Così siamo il coccio tra i vasi di ferro
Le regole del 2011 volevano essere insieme più severe e più intelligenti nell’adattarsi: sospese con la pandemia; appare arduo rimetterle in vigore perché sono diventate troppo complicate. La proposta della Commissione europea ora in discussione evita il più possibile parametri rigidi, prevede una negoziazione mirata con ciascuno Stato che, certo, tenga conto degli investimenti. La Germania e altri Paesi rigoristi non si fidano: temono pateracchi a cui il testo della Commissione, vago, può aprire varchi; vogliono obblighi precisi per i Paesi indebitati. Il ministro tedesco Christian Lindner avverte che senza accordo si tornerà alle norme precedenti, con procedura di infrazione garantita per l’Italia nel 2024.
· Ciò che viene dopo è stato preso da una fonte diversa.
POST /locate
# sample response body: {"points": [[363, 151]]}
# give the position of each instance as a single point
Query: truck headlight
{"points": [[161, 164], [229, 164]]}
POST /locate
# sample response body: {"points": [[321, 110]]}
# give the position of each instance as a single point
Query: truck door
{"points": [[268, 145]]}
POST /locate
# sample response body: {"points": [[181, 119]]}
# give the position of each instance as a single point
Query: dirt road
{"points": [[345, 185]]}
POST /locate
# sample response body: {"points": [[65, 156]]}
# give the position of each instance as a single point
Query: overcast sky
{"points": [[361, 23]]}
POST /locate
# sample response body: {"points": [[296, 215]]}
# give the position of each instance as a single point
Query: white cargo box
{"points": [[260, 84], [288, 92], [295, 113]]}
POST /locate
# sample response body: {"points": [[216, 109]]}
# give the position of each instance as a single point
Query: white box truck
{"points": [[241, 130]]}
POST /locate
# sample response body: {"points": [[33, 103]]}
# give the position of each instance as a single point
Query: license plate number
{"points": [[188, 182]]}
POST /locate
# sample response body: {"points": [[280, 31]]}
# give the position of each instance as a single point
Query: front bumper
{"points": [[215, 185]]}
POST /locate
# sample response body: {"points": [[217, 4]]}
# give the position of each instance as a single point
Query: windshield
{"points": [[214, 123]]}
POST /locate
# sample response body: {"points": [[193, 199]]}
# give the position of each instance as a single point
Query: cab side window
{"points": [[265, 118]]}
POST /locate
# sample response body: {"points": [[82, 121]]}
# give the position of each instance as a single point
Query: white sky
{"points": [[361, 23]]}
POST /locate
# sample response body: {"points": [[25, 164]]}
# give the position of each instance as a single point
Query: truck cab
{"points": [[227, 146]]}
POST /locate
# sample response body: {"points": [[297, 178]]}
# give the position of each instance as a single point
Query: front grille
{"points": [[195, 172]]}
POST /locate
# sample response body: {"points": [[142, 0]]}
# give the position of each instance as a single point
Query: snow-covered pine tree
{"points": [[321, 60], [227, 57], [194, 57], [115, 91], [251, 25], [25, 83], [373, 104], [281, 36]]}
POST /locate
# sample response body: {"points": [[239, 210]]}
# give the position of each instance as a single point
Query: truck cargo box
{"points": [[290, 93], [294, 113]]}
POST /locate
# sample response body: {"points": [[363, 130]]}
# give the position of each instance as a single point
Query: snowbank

Bisogna far presto, insistono sia la Bce sia il Fondo monetario, perché il futuro è incerto. Più a lungo i tassi di interesse rimarranno elevati, più il pericolo per i Paesi indebitati si farà vicino. L’Italia prevede di rientrare entro il limite di sicurezza del 3% di deficit nel 2025, la Francia solo nel 2027; entrambe sulla base di previsioni ottimistiche. In Germania si teme che non basti. Si litiga sul Patto perché i governi diffidano gli uni degli altri. L’unica via è impostare prima i nuovi compiti (se non le «ambizioni politiche») dell’Europa, tra spese militari, competizione tecnologica con la Cina, difesa del clima. Solo priorità davvero condivise, e mutualmente sostenute (la Germania più vi rilutta), renderebbero accettabili regole stringenti per i bilanci nazionali.